L’histoire d’une vision conservatrice contre l’égalité
Historiquement, la droite conservatrice française n’a jamais varié depuis le début du XIXe siècle. Sauf peut-être au lendemain de la deuxième guerre mondiale, en donnant son adhésion contrainte au programme du Conseil national de la Résistance, elle n’a jamais voulu reconnaître la moindre fissure dans l’idée que le peuple ne peut être considéré que comme une entité homogène d’où les différences seraient expulsées.
La droite n’a jamais transigé avec l’idée que, hors l’égalité des droits la plus formelle, la notion même d’égalité n’avait aucune signification et, sur ce chapitre, son discours est bien connu.
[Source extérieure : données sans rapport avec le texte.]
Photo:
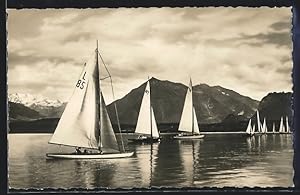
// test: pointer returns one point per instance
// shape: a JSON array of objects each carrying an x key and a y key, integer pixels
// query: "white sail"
[
  {"x": 249, "y": 129},
  {"x": 281, "y": 127},
  {"x": 196, "y": 126},
  {"x": 287, "y": 124},
  {"x": 78, "y": 125},
  {"x": 155, "y": 132},
  {"x": 146, "y": 120},
  {"x": 264, "y": 127},
  {"x": 258, "y": 122},
  {"x": 108, "y": 142},
  {"x": 186, "y": 122}
]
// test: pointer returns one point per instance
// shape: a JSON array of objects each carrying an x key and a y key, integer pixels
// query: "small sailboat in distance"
[
  {"x": 188, "y": 122},
  {"x": 273, "y": 128},
  {"x": 85, "y": 122},
  {"x": 146, "y": 125},
  {"x": 264, "y": 127}
]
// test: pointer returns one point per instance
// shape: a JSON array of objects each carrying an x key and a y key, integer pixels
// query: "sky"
[{"x": 244, "y": 49}]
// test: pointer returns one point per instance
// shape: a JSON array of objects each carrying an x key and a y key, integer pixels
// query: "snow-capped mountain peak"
[{"x": 33, "y": 100}]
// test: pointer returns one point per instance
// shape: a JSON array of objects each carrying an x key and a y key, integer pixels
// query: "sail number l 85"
[{"x": 81, "y": 82}]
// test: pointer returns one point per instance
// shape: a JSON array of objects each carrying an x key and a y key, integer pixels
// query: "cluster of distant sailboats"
[
  {"x": 85, "y": 123},
  {"x": 263, "y": 129}
]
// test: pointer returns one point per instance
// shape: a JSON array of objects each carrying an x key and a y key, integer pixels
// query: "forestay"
[
  {"x": 78, "y": 125},
  {"x": 146, "y": 120}
]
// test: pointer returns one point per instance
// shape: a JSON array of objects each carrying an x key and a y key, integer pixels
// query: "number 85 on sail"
[{"x": 81, "y": 82}]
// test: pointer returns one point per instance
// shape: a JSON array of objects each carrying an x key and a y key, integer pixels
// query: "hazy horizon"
[{"x": 250, "y": 54}]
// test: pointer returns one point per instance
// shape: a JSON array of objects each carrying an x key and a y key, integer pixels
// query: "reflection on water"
[{"x": 216, "y": 160}]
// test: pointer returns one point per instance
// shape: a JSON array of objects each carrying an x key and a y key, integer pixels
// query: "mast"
[
  {"x": 191, "y": 85},
  {"x": 150, "y": 109},
  {"x": 99, "y": 94},
  {"x": 258, "y": 122}
]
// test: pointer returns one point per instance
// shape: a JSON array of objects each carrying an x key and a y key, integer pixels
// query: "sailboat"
[
  {"x": 264, "y": 127},
  {"x": 281, "y": 126},
  {"x": 249, "y": 130},
  {"x": 188, "y": 122},
  {"x": 85, "y": 122},
  {"x": 273, "y": 128},
  {"x": 259, "y": 129},
  {"x": 146, "y": 125},
  {"x": 288, "y": 129}
]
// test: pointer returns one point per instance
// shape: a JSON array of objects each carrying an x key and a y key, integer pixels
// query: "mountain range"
[{"x": 212, "y": 103}]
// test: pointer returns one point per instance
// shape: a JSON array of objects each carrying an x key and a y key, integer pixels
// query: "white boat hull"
[
  {"x": 189, "y": 137},
  {"x": 89, "y": 156}
]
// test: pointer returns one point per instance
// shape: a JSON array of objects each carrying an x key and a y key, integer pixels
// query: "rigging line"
[{"x": 115, "y": 104}]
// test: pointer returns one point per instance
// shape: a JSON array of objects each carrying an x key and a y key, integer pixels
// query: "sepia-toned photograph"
[{"x": 150, "y": 98}]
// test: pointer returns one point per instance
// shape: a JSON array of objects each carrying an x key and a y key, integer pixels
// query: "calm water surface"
[{"x": 215, "y": 161}]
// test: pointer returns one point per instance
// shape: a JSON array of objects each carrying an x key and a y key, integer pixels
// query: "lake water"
[{"x": 215, "y": 161}]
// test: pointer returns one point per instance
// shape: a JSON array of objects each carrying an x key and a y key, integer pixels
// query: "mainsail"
[
  {"x": 146, "y": 123},
  {"x": 281, "y": 127},
  {"x": 287, "y": 124},
  {"x": 258, "y": 122},
  {"x": 85, "y": 122},
  {"x": 188, "y": 121},
  {"x": 264, "y": 126},
  {"x": 253, "y": 128}
]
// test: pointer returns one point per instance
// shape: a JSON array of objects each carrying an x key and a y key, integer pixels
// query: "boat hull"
[
  {"x": 184, "y": 137},
  {"x": 89, "y": 156},
  {"x": 145, "y": 140}
]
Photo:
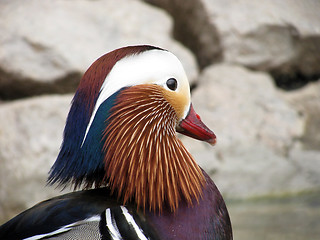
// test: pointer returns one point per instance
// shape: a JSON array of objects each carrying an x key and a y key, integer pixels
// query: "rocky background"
[{"x": 254, "y": 67}]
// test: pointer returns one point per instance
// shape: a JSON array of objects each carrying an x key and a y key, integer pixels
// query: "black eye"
[{"x": 172, "y": 84}]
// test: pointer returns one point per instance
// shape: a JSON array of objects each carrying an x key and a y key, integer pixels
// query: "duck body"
[
  {"x": 120, "y": 139},
  {"x": 95, "y": 214}
]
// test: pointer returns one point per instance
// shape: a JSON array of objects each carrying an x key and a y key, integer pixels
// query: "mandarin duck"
[{"x": 137, "y": 179}]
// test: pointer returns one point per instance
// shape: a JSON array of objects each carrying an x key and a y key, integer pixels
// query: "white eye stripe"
[{"x": 153, "y": 66}]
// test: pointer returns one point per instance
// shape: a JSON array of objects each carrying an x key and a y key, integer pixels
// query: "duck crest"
[
  {"x": 144, "y": 160},
  {"x": 80, "y": 163}
]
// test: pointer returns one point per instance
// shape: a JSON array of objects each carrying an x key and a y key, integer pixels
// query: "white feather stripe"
[
  {"x": 151, "y": 67},
  {"x": 64, "y": 228},
  {"x": 131, "y": 221},
  {"x": 112, "y": 226}
]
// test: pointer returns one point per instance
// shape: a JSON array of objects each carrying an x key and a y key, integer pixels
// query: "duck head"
[{"x": 121, "y": 130}]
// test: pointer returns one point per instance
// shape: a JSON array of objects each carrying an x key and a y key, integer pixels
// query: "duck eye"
[{"x": 172, "y": 84}]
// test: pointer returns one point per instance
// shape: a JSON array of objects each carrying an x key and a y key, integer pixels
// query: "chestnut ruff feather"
[{"x": 144, "y": 159}]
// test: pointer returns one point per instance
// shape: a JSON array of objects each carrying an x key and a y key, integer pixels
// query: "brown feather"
[{"x": 144, "y": 160}]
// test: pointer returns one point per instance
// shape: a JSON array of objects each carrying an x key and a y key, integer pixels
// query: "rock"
[
  {"x": 281, "y": 37},
  {"x": 307, "y": 102},
  {"x": 47, "y": 45},
  {"x": 256, "y": 130},
  {"x": 192, "y": 27},
  {"x": 30, "y": 137}
]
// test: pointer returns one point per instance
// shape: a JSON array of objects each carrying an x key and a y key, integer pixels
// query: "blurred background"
[{"x": 254, "y": 68}]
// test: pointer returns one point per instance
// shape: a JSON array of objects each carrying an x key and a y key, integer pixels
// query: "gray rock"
[
  {"x": 307, "y": 102},
  {"x": 47, "y": 45},
  {"x": 282, "y": 37},
  {"x": 257, "y": 131},
  {"x": 30, "y": 137}
]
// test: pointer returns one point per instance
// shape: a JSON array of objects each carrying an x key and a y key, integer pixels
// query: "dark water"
[{"x": 293, "y": 218}]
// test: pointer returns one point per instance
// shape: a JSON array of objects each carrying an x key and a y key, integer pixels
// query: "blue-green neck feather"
[{"x": 81, "y": 163}]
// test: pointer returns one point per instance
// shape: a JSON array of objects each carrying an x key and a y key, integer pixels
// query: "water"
[{"x": 292, "y": 218}]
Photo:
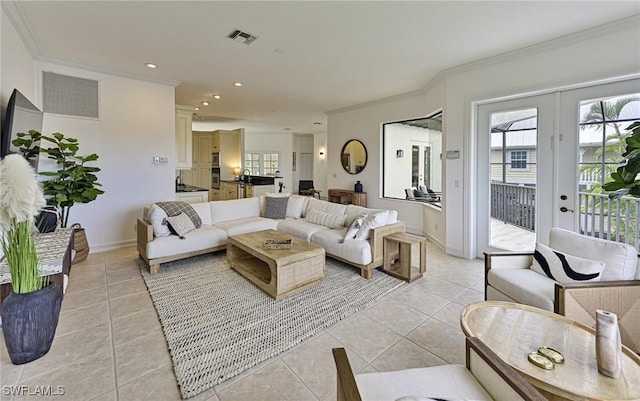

Pour elle, vouloir une égalité plus que formelle, c’est vouloir que les uns soient mis au service des autres, c’est prôner une forme de servitude, c’est confondre la liberté avec l’égalité, le droit de faire avec le pouvoir de faire.
La république garantit la liberté ou le droit de faire mais elle ne saurait garantir à chacun l’absurde droit de réussir. Si certains ont le pouvoir effectif de faire ce qu’ils ont le droit de faire, ils le doivent à leurs mérites personnels et à leur travail, mais il n’appartient certainement pas à l’État de compenser ces différences naturelles et inévitables entre les individus. Non seulement ce n’est pas sa fonction, mais il contredirait la liberté autant que l’égalité en contraignant les uns à subventionner les difficultés ou les échecs des autres.
Ce discours appelle deux observations.
La première est qu’il était plausible dans le moment révolutionnaire français, lorsque l’égalité des droits, la protection d’une propriété privée définie comme pouvoir absolu d’exclure et la liberté des échanges pouvaient apparaître – conjointement avec le marché qu’elles rendent possible – comme la voie de l’affranchissement des individus, enfin délivrés des attaches et servitudes personnelles et corporatives qui caractérisaient l’ancien régime.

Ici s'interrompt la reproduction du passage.